I finally reached my first water of the trail a little before 5 pm. It was literally a mud puddle no more than 2 inches deep in the rut of a swamp buggy track. I didn’t care. I scooped bit by bit into one of my bottles with a collapsible cup, then strained that through a bandana into another bottle – and then drank the still cloudy water through my sawyer filter. Although I was prepared for it to taste like pure shit, I was surprised to find it tasted like rain water. I drank a liter on the spot, then filtered two more using the two step process.
We weren’t far from our first multi mile knee deep wade through mud and water, but it was far too late to begin that endeavour. I decided we’d camp in the first suitable spot, then tackle the swamps in the morning.

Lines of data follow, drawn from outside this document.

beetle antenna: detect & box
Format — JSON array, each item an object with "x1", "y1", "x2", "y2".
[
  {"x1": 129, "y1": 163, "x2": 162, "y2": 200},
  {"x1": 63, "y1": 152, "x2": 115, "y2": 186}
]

I cooked some beef brats for dinner and gave one to katana mixed into her dry food. It’s hot at night. Hot enough that I don’t need a pad in my hammock to avoid eskimo ass. The cool air beneath is more than welcome.
These forests seem dead during the day, but they come alive at night. The crickets and cicadas go crazy at dark, providing constant background noise. I can hear barred owls and other exotic bird noises that sound like laughter intermittently throughout the night. As I was writing this, a coyote gave an exceptionally long howl – not much unlike how a wolf sounds. Nothing answered it, and I haven’t heard it again, but it couldn’t have been more than several hundred yards away.
My greatest fear at night is black bears. Most people don’t know this, but Florida is overrun with black bears. Due to how dense the human population is, many of them are accustomed to people and don’t shy away easily. In my area of Florida alone, there have been several attacks/bites over the past few years. Being alone out here, I don’t fancy the idea of fending off an unafraid bear in the middle of the night. If I was anywhere else (besides grizzly country), I wouldn’t give a second thought to them. But knowing Florida Black Bears first hand… they have my attention.
I should be through the worst of this trail by the end of tomorrow. I have about 10 miles to cross I-75, and then the terrain should change up a bit.
Katana did well today. She was a patient and pleasurable passenger. I let her walk a little bit on swamp buggy roads, but they never lasted long enough to amount to much distance. I can’t wait to get out of this overgrown hell and let her rack up some miles.